Frequently Asked Questions

  1. How do Klarna’s peer-to-peer payments work?

    Klarna’s P2P feature lets you send money to your friends and family directly from the Klarna app. It’s just like Venmo or Zelle. Users can make the transfer by scanning QR or selecting a contact using phone number or email. The money is debited from the sender’s Klarna account to the recipient’s Klarna account instantly. Currently, the feature works only if both parties have Klarna in one of the 13 regions where the feature was initially launched.

  2. Is the Klarna P2P service available in the United States?

    No. Klarna launched P2P payments in 13 European countries, which include Belgium, Denmark, Finland, France, Germany, Italy, the Netherlands, Norway, Poland, Portugal, Spain, Sweden, and the United Kingdom. The company’s spokesperson specifically said that they do not have immediate rollout plans for the U.S. yet. The U.S. market already has entrenched P2P options, plus regulatory requirements differ.

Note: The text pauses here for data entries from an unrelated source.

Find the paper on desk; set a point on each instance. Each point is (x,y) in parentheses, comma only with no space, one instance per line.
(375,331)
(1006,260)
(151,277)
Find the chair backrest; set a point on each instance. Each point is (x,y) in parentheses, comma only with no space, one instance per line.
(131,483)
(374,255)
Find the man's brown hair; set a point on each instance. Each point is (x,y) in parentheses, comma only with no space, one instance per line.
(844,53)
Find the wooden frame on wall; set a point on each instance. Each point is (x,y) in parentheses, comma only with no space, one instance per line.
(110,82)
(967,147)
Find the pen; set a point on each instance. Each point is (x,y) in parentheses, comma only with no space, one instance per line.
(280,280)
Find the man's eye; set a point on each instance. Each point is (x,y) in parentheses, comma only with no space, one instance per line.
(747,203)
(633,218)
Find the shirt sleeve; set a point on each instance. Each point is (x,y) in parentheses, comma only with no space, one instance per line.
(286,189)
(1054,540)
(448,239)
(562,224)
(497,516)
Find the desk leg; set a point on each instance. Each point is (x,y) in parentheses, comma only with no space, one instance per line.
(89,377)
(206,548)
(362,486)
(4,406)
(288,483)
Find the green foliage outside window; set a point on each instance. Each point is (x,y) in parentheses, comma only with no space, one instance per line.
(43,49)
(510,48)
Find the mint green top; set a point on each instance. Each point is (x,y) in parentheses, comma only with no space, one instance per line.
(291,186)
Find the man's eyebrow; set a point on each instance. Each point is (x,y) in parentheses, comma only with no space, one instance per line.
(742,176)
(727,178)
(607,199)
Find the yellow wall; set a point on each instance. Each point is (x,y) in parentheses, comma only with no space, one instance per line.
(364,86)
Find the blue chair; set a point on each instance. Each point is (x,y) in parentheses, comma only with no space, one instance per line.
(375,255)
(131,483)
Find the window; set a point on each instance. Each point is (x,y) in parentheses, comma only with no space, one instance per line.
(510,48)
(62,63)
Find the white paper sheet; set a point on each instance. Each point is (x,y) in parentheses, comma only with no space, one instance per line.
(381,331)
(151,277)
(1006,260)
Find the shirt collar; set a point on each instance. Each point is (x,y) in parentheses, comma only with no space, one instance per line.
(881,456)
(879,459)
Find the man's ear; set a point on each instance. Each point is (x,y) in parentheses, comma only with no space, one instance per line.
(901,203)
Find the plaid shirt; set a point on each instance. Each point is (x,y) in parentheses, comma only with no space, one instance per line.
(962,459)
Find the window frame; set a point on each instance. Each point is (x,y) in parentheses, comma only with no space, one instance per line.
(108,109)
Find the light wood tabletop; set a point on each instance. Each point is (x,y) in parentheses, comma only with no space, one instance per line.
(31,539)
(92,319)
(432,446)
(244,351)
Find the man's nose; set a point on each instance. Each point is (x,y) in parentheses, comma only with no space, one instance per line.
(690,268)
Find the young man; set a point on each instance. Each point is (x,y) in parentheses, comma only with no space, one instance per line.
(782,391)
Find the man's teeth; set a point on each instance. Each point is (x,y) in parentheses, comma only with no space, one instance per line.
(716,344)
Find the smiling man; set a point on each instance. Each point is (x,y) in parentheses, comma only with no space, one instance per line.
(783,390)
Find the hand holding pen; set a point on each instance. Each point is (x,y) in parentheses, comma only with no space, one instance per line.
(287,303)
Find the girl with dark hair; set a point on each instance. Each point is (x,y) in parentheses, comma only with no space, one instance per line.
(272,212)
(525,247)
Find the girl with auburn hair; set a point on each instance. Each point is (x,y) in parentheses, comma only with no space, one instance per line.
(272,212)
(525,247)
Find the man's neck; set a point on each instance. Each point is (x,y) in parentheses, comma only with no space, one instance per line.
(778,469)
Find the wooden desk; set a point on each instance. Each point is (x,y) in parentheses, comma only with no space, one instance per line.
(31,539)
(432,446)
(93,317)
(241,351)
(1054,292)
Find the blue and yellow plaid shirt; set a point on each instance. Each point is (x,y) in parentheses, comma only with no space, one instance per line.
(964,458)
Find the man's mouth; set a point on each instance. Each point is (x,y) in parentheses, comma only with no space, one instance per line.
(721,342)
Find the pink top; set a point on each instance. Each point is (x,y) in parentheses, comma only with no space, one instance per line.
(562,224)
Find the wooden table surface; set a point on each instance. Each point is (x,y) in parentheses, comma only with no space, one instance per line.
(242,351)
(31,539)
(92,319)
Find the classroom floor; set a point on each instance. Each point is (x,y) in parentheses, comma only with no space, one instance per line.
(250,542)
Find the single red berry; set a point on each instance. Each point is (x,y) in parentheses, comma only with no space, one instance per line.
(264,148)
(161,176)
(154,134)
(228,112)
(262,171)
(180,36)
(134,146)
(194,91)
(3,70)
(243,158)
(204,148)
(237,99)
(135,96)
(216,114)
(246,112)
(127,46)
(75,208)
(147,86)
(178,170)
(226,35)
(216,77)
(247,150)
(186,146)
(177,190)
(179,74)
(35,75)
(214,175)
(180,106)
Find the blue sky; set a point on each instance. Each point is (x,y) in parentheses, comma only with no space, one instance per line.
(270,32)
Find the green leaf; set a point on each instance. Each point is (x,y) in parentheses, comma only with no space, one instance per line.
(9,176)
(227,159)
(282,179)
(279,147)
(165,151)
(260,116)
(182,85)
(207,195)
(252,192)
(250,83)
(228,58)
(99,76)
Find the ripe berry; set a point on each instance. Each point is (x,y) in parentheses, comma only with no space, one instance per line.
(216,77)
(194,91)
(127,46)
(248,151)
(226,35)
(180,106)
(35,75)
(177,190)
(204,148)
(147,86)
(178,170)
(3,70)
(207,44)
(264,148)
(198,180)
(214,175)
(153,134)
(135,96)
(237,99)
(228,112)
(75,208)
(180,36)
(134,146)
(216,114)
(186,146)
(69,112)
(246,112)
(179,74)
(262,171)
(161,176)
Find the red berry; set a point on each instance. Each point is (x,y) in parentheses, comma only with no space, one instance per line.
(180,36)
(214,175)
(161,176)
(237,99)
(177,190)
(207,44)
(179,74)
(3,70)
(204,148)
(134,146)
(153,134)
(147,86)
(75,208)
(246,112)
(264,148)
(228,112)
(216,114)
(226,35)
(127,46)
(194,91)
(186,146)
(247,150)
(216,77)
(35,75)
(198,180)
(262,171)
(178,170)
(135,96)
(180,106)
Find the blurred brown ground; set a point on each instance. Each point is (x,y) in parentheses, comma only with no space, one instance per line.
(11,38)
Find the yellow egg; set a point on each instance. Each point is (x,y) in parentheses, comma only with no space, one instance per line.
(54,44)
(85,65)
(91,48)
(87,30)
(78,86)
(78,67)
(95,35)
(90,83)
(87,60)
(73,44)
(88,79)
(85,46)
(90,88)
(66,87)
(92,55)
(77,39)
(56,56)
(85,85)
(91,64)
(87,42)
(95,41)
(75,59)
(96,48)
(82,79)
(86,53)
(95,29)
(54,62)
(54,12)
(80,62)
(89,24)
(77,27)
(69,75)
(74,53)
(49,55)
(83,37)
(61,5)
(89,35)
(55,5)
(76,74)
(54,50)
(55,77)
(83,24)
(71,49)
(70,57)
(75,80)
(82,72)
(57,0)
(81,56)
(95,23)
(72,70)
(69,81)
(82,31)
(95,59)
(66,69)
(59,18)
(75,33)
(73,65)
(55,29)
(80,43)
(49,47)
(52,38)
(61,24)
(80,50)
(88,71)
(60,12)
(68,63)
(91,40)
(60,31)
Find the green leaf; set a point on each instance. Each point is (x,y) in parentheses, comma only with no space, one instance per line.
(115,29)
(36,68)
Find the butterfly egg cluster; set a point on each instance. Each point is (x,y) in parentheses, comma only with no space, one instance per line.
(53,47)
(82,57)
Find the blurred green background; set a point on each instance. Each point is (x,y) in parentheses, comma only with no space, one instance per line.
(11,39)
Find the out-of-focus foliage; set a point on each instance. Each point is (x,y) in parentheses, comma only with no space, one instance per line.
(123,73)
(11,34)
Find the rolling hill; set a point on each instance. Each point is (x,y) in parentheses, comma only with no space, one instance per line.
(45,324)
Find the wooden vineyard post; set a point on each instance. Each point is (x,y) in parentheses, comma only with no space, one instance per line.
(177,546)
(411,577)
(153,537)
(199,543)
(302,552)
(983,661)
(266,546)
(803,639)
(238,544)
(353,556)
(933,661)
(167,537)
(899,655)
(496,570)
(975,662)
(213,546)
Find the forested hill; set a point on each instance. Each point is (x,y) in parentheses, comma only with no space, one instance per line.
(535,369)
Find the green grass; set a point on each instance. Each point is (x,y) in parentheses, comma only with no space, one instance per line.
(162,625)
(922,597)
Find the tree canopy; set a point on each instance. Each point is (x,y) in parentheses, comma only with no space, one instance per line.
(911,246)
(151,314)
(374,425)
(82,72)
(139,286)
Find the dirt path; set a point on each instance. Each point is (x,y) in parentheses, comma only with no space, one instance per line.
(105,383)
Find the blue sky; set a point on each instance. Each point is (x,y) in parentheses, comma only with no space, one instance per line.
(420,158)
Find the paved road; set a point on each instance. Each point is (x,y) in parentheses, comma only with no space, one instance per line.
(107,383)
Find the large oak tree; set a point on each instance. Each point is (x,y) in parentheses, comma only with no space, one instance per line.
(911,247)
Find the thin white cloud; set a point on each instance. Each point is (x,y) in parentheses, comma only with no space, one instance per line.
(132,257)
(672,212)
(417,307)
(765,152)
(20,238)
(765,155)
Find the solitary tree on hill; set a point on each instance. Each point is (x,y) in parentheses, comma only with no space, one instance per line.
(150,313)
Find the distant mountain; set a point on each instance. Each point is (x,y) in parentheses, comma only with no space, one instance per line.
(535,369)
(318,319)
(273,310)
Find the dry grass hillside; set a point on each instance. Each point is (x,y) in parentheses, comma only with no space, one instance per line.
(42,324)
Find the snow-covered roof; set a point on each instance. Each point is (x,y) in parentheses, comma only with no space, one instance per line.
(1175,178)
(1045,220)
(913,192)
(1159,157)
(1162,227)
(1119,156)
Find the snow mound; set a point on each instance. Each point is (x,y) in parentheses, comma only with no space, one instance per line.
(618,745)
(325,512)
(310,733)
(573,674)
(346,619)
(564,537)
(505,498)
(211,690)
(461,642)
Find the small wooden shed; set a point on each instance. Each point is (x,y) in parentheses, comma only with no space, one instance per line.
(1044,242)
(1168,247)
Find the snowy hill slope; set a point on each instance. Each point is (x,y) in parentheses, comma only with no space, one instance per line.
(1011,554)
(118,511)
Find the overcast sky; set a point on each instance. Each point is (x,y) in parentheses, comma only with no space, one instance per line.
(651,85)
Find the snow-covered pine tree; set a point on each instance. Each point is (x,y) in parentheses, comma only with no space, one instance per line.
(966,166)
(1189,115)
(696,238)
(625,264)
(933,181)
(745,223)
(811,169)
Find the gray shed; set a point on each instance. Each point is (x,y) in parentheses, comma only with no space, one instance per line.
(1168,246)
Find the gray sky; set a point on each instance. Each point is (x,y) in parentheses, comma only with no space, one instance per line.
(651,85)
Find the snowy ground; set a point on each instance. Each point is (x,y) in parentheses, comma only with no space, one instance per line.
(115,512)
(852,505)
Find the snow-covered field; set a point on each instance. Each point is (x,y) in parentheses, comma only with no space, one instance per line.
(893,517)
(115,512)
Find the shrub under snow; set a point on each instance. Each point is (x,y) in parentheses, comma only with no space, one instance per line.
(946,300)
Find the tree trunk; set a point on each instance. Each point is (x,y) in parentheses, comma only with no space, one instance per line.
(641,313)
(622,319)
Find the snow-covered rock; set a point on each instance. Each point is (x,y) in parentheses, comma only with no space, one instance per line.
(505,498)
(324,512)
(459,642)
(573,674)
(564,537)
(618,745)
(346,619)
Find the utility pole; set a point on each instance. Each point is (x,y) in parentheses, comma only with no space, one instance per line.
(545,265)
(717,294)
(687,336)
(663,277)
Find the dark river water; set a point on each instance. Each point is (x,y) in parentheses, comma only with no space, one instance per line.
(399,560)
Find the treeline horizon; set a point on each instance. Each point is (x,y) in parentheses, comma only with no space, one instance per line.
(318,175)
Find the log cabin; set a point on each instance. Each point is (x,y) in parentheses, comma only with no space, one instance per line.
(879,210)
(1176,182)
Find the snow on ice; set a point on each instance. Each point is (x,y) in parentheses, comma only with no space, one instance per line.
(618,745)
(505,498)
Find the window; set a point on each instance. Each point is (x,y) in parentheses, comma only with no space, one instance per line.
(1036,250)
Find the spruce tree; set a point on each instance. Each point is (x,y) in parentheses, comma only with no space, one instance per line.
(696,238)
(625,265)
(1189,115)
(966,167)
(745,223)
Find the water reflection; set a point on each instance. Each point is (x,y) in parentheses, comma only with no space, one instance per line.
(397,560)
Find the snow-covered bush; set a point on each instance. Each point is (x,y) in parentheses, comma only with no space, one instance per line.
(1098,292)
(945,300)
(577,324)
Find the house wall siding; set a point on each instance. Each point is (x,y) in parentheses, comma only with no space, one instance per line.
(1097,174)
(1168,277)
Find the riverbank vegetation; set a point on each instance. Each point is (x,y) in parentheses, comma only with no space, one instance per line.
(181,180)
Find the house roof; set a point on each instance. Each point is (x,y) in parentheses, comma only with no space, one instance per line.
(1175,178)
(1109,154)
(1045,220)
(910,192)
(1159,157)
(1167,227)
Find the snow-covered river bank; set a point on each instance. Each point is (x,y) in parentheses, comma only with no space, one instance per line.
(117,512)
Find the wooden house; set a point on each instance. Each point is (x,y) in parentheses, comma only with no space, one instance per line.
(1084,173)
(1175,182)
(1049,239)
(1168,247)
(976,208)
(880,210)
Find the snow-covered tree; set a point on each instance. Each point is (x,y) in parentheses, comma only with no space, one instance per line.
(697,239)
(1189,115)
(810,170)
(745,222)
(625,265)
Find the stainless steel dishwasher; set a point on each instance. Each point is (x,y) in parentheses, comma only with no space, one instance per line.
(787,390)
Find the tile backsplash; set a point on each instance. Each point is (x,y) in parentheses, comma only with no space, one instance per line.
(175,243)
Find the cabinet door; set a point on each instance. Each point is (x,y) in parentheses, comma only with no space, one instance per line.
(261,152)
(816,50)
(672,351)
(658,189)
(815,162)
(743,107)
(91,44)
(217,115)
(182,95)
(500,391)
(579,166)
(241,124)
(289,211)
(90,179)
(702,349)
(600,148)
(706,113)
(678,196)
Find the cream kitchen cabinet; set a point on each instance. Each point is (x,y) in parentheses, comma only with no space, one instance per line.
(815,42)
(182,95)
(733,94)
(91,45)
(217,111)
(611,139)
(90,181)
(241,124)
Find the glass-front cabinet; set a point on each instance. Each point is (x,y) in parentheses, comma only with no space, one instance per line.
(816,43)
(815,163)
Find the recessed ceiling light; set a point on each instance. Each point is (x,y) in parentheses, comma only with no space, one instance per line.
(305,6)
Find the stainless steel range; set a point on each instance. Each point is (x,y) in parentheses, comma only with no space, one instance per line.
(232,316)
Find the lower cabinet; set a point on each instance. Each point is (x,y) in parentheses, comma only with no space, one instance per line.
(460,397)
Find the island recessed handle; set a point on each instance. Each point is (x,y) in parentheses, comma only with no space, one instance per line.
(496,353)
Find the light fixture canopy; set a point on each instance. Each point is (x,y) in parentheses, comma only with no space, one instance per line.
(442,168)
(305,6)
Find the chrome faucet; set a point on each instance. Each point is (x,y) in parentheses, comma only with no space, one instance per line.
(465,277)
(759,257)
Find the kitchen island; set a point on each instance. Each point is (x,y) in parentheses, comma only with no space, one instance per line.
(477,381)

  3. Is sending money with Klarna safe? What about fraud?

    Klarna is well aware of the fraud risks surrounding P2P payments. That’s why they have built a fraud and eligibility check system to safeguard the transactions. While details are scant, this could mean Klarna might restrict new users from sending large amounts until verified, or use AI to flag suspicious patterns. Also, because Klarna holds banking licenses in Europe, there are regulations requiring things like customer identity verification (KYC) and transaction monitoring.

  4. How does Klarna’s P2P compare to services like PayPal or Revolut?

    Functionality-wise, it’s similar. It’s instant and free to send money to others on the same platform. The main difference is that Klarna’s services are tied to having a Klarna account. It’s very much like Revolut’s transfer feature or N26’s MoneyBeam in Europe. Compared to PayPal, Klarna’s probably trying to make it more social and seamless within a shopping app. The main competitive edge Klarna has is its large user base from BNPL. Now they’ll see a “Send Money” option in the app, which could quickly gain traction.